Wenn Corona will, steht (noch) vieles still, Update 79 vom 02.06.2020

Tägliche Gedanken von Pfr. Gerhard Metzger in einer schwierigen Zeit

Kennst du das Land, wo die Zitronen blühn, im dunkeln Laub die Goldorangen glühn, ein sanfter Wind vom blauen Himmel weht, die Myrte still und hoch der Lorbeer steht? Kennst du es wohl? Dahin! Dahin möchte ich mit dir, o mein Geliebter, ziehn“.

Das ist kein biblischer Text und auch kein Gesangbuchlied. Es ist eine besondere Dichtung von Johann Wolfgang von Goethe. Er beschreibt darin in einzigartiger Weise seine Eindrücke, die er während seiner 19-monatigen Reise in Italien hatte und die er am 03.09.1786 begann. Tagebuchartig beschreibt er die Gefühle und Erlebnisse seiner Route. Auch am Gardasee gibt es überall die Spuren dieses Dichters zu sehen.

Heute am 02. Juni 2020 wollten meine Frau und ich in dieser Region den diesjährigen Urlaub beginnen und 14 Tage dort verbringen. Er fällt aus. Und so können wir beide in diesem Jahr diese besondere Atmosphäre am Gardasee nicht einatmen.

Im vergangenen Jahr haben wir beim Gottesdienst in Arco ein Ehepaar aus Hersbruck getroffen. Vor zwei Wochen treffe ich zufällig den Mann am Hersbrucker Bahnhof rechts der Pegnitz. Er hält an und sagt: „Herr Metzger. In diesem Jahr treffen wir uns ja leider nicht in Arco im Gottesdienst“. Da klang schon ein wenig Wehmut heraus. Er hat mir erzählt, dass er seit 25 Jahren dort hinfährt.

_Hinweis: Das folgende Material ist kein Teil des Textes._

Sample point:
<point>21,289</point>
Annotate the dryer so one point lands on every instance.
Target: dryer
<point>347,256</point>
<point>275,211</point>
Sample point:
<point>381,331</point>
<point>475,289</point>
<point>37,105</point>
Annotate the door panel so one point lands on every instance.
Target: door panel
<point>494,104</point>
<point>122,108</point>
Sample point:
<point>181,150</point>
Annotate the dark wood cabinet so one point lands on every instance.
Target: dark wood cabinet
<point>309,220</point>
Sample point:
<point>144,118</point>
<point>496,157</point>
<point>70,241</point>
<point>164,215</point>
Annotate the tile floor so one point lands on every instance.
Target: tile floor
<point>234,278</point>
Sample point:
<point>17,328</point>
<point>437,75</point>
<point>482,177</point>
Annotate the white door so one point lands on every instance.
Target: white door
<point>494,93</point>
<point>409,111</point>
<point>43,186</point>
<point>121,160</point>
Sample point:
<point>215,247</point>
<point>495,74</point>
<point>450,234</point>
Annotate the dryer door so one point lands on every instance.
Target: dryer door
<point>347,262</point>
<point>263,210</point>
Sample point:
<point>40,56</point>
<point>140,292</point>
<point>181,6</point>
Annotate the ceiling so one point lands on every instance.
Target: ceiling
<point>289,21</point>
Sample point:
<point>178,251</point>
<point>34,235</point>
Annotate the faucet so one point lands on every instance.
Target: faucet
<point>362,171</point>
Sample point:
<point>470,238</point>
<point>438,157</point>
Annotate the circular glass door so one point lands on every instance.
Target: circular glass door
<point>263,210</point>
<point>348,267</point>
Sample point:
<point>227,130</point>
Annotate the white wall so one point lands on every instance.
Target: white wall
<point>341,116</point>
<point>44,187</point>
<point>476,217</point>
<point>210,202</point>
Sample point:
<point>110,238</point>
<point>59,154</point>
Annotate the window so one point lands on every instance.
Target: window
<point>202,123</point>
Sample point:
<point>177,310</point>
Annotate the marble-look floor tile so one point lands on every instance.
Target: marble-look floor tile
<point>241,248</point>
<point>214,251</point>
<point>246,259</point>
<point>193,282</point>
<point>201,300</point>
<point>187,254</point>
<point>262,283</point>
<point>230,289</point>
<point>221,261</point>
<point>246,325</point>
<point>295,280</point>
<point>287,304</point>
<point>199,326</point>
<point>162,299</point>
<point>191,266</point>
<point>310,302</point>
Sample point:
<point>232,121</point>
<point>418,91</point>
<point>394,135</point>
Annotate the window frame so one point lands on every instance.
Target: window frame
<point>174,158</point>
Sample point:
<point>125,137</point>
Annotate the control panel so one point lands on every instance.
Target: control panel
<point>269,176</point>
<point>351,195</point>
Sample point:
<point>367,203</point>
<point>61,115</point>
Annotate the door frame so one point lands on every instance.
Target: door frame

Am westlichen Uferrand gibt es die Ortschaft Limone. Es hat kaum über 1000 Einwohner und ist in normalen Zeiten überfüllt. Dort wird die Aussage gepflegt, dass es die Gegend mit dem nördlichsten Anbaugebiet der Zitrone ist. Und dass von dieser Frucht auch der Name “Limone“ kommt. Am Hang haben die Einheimischen die „Limoneia“ gebaut. Dort kann auf Terrassen die Geschichte dieser besonderen Frucht erkundet werden. Diese Herleitung des Namens „Limone“ aus der Zitronenfrucht ist zwar vermutlich ein „Fake“, aber Touristen stören sich daran nicht. Der Name rührt wahrscheinlich von der Bezeichnung „Limes“ und steht für Grenze, weil Limone einst die Grenze der Republik Venedig und Österreich war.

Wenn dir das Leben eine Zitrone gibt, mach Limonade daraus“ – so sagt ein Sprichwort. Ich soll mich also nicht von meinen schwierigen Tagen zu sehr beeinflussen lassen, sondern das Gute und Schöne auch in schwierigen Zeiten entdecken. Ein Wort wie geschaffen zur Coronakrise. Ich war natürlich neugierig, ob es das Wort „Zitrone“ auch in der Bibel gibt. Hat das Sprichwort vielleicht sogar auch einen biblischen Ursprung im Wortlaut?

Da frage ich doch mal Herrn Google. Das Wort „Zitrone“ gibt es im Alten Testament nicht. Aber ich finde tatsächlich einen mir bisher anderen unbekannten Hinweis. Beim jüdischen Laubhüttenfest spielt sie eine wichtige Rolle. Sie gehört zum vorgeschriebenen Feststrauß neben Palmzweig, Myrtenzweig und der Bachweide. Als religiöses Symbol steht sie für die religiöse und nationale Einheit der Juden. Sie ist im Heiligen Land auf zahlreichen Fresken, Mosaiken, Grabmälern und rituellen Gegenständen ab dem 1. Jahrhundert v. Chr. zu sehen. Beim Gebet wird sie in der linken Hand gehalten, die anderen drei Pflanzen zusammengebunden in der rechten Hand. Wer hätte das gedacht, dass die Zitrone solch eine besondere Bedeutung im Judentum hat! Daran werde ich heute an diesem Tag ganz besonders denken. Immerhin ist der 2. Juni für die Italiener der Nationalfeiertag. Es wird an die Gründung des gegenwärtigen Nationalstaates gedacht. Und vielleicht klappt es ja wieder in einen der nächsten Jahren. Dann werde ich in Limone sul Garda mir eine Zitrone in die linke Hand nehmen und an die alttestamentliche Bedeutung dieser Frucht denken.